Essentially, it is about getting the design team much nearer to the client. I have talked to the institute and it does not appear to be a case of architects or other professionals talking up their own book, which might be expected from any professional body. That is not what the institute means. It means getting civil engineers, quantity surveyors and others to work closely with the relevant hospital trust at a much earlier stage to eliminate problems by having a much closer understanding much earlier of what is required. That effectively allows the client to drive the process more strongly, with greater information and control, and power over the outcome.

In that context, it is interesting to consider the situation in Northern Ireland. As the Chairman said earlier, we have had many reasons to look at Northern Ireland, including the Navan centre, the sheep annual premium scheme and the recent job skills project. Many of the projects we have looked at have been a disgrace, but the Department for Health, Social Services and Public Safety, especially the Health Estates Agency under the management of John Cole, is blazing a trail. Because of the slightly different context in Northern Ireland, it has gone further down the path and I urge the Financial Secretary and other Ministers to examine what has been done there and whether the rest of the UK could learn some lessons about how PFI can be conducted.

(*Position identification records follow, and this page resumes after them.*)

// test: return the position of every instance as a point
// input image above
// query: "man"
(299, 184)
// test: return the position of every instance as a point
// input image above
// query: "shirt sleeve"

The issue is not only about designers: it is about the whole built environment sector coming together to produce better outcomes for taxpayers. The initiative that the institute has evolved is now at an advanced stage and preliminary discussions have already taken place with the Treasury. The institute has talked to public sector clients, building contractors, civil engineers, quantity surveyors, building surveyors, facilities managers, insurers and banks, and is looking to produce a final cross-industry position paper. My plea to the Financial Secretary is that the Treasury should engage with the process seriously. These are welcome moves by the industry to produce a better, more mature and more efficient PFI market. I urge the Financial Secretary to meet the main players who, in my view, are seeking genuinely to eliminate problems and produce better results to turn PFI into something that delivers even more value for taxpayers who are, after all, paying for it.